1. HABERLER

  2. HABERLER

  3. Tecavüze 30 yıl hapis
Tecavüze 30 yıl hapis

Tecavüze 30 yıl hapis

15 yaşındaki  öz kızına tecavüz eden 44 yaşındaki H.D.,30 yıl hapse mahkum oldu

A+A-

Alayköy’de 2 yıl boyunca 15 yaşındaki  öz kızına tecavüz eden ve 2018 yılı Ekim ayında olayın ortaya çıkması sonucu tutuklanan 44 yaşındaki H.D., Lefkoşa Kaza Mahkemesinde yargılanarak 30 yıl hapse mahkum oldu.

Şubat 2016 ile 6 Ekim 2018 tarihleri arasında sonradan KKTC vatandaşı olan zanlı H.D’nin özkızını, Alayköy’deki boş arazi ve ikametgahının yatak odasında birçok kez cinsel taciz ve cinsel tecavüz etmişti. Kız çocuğu telefonuna taciz
anlarında kaydettiği ses kayıtları da emare alınmıştı. Lefkoşa Ağır Ceza Mahkemesi Başkanı Fadıl Aksun, Kıdemli Yargıç Alev Ulunay Hüdaverdi ve Yargıç Temay Sağer’in huzurunda görüşülen davada KKTC Başsavcılığı adına savcı Attila Enver Etkin, hazır bulundu. Kararı okuyan Başkan Fadıl Aksun, sanığın işlediği suçların müebbet hapis cezası öngören çok ciddi ve vahim suçlardan olduğuna vurgu yaptı.
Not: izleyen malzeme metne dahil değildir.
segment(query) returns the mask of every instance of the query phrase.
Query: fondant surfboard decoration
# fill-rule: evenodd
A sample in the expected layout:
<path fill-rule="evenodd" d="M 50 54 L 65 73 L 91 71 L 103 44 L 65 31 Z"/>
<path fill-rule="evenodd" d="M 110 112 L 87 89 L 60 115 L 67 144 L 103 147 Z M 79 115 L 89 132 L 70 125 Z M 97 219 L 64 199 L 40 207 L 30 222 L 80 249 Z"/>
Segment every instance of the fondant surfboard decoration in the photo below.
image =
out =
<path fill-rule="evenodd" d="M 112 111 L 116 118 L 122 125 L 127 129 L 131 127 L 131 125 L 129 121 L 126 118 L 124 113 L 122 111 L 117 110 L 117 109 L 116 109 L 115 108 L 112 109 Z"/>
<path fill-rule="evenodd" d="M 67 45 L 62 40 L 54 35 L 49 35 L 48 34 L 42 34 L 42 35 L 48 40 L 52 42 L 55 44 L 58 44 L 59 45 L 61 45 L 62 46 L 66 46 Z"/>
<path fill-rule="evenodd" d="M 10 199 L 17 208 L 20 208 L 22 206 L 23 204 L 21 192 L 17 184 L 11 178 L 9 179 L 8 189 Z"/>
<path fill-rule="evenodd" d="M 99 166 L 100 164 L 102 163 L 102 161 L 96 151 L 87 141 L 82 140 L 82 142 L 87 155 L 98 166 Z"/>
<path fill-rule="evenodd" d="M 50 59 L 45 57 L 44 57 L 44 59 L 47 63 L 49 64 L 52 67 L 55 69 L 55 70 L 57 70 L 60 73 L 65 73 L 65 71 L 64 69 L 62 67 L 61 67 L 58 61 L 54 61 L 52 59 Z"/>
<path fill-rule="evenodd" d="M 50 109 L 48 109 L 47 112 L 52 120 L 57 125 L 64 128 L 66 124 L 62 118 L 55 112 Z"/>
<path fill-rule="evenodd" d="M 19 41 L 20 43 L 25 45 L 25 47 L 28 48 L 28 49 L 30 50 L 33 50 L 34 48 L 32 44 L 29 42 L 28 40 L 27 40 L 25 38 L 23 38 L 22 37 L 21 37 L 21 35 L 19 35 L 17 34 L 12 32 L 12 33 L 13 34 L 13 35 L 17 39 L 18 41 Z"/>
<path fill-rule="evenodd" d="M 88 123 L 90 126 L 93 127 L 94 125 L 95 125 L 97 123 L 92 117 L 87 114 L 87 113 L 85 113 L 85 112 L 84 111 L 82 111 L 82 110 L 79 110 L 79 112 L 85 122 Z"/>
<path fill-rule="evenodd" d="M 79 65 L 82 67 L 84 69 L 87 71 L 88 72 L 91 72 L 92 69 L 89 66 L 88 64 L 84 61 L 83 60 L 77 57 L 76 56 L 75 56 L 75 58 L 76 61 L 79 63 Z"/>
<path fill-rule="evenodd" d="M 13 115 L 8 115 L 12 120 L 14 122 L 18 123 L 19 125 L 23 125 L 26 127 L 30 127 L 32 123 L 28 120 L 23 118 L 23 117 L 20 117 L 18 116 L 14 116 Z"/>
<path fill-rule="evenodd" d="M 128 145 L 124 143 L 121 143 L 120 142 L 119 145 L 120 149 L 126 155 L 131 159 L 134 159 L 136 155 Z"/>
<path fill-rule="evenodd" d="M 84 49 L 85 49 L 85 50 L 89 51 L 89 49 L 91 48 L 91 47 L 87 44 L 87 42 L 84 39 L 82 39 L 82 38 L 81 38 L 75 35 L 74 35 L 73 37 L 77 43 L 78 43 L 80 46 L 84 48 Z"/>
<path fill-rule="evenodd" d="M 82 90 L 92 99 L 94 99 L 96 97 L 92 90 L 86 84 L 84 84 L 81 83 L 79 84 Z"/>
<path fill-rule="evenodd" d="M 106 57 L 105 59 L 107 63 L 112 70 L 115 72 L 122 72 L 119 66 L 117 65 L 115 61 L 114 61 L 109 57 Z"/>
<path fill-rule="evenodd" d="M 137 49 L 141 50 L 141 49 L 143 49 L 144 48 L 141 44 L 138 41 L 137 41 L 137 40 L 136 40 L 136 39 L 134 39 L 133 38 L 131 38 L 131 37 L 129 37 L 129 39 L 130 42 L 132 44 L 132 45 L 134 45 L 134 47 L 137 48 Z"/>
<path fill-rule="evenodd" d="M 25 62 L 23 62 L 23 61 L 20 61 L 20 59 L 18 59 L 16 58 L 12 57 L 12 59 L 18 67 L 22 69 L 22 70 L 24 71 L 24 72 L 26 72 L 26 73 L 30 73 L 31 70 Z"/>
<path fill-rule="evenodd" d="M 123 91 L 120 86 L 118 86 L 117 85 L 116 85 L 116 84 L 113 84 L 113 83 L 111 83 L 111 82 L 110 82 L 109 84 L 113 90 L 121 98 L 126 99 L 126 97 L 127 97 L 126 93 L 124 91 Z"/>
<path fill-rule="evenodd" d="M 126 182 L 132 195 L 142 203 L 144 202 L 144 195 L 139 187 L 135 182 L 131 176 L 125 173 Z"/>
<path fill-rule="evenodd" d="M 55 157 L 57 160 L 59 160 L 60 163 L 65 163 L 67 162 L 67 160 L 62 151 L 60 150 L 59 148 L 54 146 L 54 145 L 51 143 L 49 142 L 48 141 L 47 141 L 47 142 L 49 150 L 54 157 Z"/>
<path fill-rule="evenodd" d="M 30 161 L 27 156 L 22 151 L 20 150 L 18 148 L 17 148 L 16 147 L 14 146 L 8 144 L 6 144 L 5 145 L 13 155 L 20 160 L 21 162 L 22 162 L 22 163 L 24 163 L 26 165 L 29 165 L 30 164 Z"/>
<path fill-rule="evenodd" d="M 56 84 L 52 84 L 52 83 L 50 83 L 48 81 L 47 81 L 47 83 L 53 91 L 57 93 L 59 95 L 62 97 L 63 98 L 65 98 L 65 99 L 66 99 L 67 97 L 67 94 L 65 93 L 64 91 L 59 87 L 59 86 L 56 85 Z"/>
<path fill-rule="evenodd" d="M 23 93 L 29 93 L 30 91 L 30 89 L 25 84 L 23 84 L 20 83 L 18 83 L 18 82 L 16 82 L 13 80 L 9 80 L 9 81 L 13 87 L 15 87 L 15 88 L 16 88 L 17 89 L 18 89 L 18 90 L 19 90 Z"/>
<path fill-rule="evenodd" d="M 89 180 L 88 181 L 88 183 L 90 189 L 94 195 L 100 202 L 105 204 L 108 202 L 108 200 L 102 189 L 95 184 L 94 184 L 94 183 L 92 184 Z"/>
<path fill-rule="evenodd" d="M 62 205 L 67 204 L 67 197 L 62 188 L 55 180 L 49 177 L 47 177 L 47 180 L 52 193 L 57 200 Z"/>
İşte kararı okuyan Başkan Fadıl Aksun'un dikkat çeken sözleri:

“Çocuklar da başlarına gelebilecek tehlikeyi hep dışardan beklerler; hiçbir çocuk kendisine ailesi tarafindan zarar verilebileceğini düşünemez. Bu doğanın kanunudur. Böylelikle çocuk ebebeyinine doğal bir güven duyar ve onun
kendisini herşeye ve herkese karşı koruyacağını düşünür. İnsanlık tarihi boyunca bu durum böyle seyir etmiştir. Huzurumuzdaki sanık ise kendi dünyaya getirdiği ve korumakla mükellef olduğu kendine tabi bir çocuğu cinsel istekleri için obje haline getirmiştir.” 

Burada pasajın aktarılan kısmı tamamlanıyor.